The constructed home

A prayer in honour of Kulla, god of bricks: ‘Kulla, god of bricks, Lord of foundations and walls, because you are kind I implore you that the house that you built may last many years’.

Keramos in Ancient Greek (where ‘ceramic’ comes from), meant clay, but also tile and brick.

From foundations to roofing, all building elements may be made in adobe or terracotta: a mixture of fine clay, water and sand or straw that stops the moulded piece deforming. 11,000 years ago, the first bricks in history were shaped with river pebbles used to construct shacks in the Palestinian city of Jericho. Four thousand years later, in Mesopotamia, wooden moulds were used to produce identical bricks to make construction easier, and structural elements such as columns were made with triangular or circular bricks. In Rome, solid H-shaped pieces of terracotta formed ribs between which were fitted with thin ceramic sheets, thus allowing vaults to be built. The arches of the Roman Republic baths at Cabrera de Mar, however, used a structure that was unique in the Roman world: hollow cone-shaped pieces were set into one another forming long ribs that curved naturally.

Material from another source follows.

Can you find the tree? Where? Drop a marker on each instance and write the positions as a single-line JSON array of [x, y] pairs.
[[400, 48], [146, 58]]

Holes in the bases of the pieces allowed for a metal crosspiece that joined the various ribs.

Buildings were connected to the urban fabric thanks to conduits like the imposing aqueduct channels that brought water to the city of Athens in the 6th century BC.

The process of covering of open spaces with vaults and domes was improved thanks to the placing of thin fireproof ceramic pieces in a version of the typical Catalan vault designed in the latter half of the 19th century by the Valencian Rafael Guastavino.

The ease of construction with ceramic materials has sadly degenerated into the devastating ‘brick worship’ that contemporary artists have denounced, and that a new generation of artists have turned their back on by means of bare masonry houses.